Surfacing didn't hurt so much the second time. Drawing my first breath, I felt a piercing ache in my lungs. But I didn't choke, and there was no terror. This time, I knew that half a dozen breaths would loosen the iron band around my chest.

When my heart stopped pounding and my lungs no longer ached, I looked around. This storm-tossed sea was a different creature entirely from the calm, shining surface I'd seen the week before. Gray clouds closed in over my head, matching the slate-colored waters. The rain pelted my hair and my cheeks. I tasted the fat, cold drops. The fresh water shocked my tongue.

I missed Ios, but I saw no sign of my favorite dolphin. She never came when I wanted her. Instead, she appeared and disappeared at will, tagging along for a while and then leaving me behind. Sometimes I thought she only came to see what trouble I'd get into next.

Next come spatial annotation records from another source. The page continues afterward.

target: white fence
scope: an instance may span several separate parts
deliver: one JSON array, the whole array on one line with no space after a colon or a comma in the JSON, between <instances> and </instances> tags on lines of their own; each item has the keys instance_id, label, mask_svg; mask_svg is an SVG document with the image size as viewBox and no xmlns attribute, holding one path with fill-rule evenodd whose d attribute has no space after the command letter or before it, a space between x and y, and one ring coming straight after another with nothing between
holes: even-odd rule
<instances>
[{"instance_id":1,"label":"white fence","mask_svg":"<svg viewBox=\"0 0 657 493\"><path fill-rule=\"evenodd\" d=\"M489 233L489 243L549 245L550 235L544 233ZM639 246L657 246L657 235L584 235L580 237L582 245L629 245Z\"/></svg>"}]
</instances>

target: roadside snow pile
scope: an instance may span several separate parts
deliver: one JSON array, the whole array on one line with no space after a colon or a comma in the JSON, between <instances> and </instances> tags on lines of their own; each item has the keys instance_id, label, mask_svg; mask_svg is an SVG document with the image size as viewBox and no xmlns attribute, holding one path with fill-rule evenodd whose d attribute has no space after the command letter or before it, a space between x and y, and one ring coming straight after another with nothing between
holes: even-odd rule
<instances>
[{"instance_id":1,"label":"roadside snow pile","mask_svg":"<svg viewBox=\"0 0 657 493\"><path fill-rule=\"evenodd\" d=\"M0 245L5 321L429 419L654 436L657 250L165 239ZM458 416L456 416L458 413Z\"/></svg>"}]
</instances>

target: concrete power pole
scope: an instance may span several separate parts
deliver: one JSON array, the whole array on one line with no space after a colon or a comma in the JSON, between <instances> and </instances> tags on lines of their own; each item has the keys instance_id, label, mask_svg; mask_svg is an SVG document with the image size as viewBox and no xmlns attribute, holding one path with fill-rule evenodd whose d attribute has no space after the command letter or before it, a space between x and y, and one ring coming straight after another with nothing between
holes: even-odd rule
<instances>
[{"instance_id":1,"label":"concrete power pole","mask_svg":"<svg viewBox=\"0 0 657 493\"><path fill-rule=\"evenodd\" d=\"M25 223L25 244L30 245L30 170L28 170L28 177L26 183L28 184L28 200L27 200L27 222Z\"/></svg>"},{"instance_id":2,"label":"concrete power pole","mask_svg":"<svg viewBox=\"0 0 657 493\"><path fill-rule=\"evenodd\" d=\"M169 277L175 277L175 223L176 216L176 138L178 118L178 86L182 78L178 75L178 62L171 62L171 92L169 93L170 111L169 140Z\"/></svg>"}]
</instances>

I swam through the center of the storm. It felt marvelously wild and exciting. Minutes passed like seconds. Clouds blocked out the sun, but I could tell by the gathering dark that night would fall soon. I knew I should turn back. Thetis would worry.

At that moment, as I was about to dive, I spotted the shadow of a sail in the distance. The temptation was too great to resist. I made my way toward the storm-tossed ship. Wave after wave broke over my head.

I'd known this was a day for adventure. I would see my first human today.

I had to be careful, of course. I couldn't help shivering a little as I remembered a story I'd overheard once, as a child of seven, when my mathematics tutor fell to talking with my nanny.

That afternoon I'd floated like a statue in a shadowy corner, listening to their scandalized whispers. They spoke of a young, impulsive merman who'd dared swim up close to a human ship, hoping to satisfy his curiosity. The fisherman had caught him up in their nets and hauled him to land like an overgrown liche.

"They took him around, island to island, in a cage made of wood," my tutor said.

"No!"

"Yes, and they charged a silver coin to see him. One of Poseidon's chosen people, and the humans treated him like a common animal."

"I never!"

The tutor's voice fell even further, and my nanny leaned closer to hear. "Well, of course you've heard about the time they caught a mermaid. The daughter of a nobleman, no less. She'd gone up for her sixteenth birthday . . . "

This was almost as exciting as it was horrifying. "What did they do to her?" I asked, forgetting myself in my curiosity.

Two heads turned to stare at me. "Now, miss," my nanny snapped, her face reddening. "Such talk's not meant for little ears. Still, let this be a warning to you, now. Stay away from humans. They aren't our kind. No, they're not like us at all."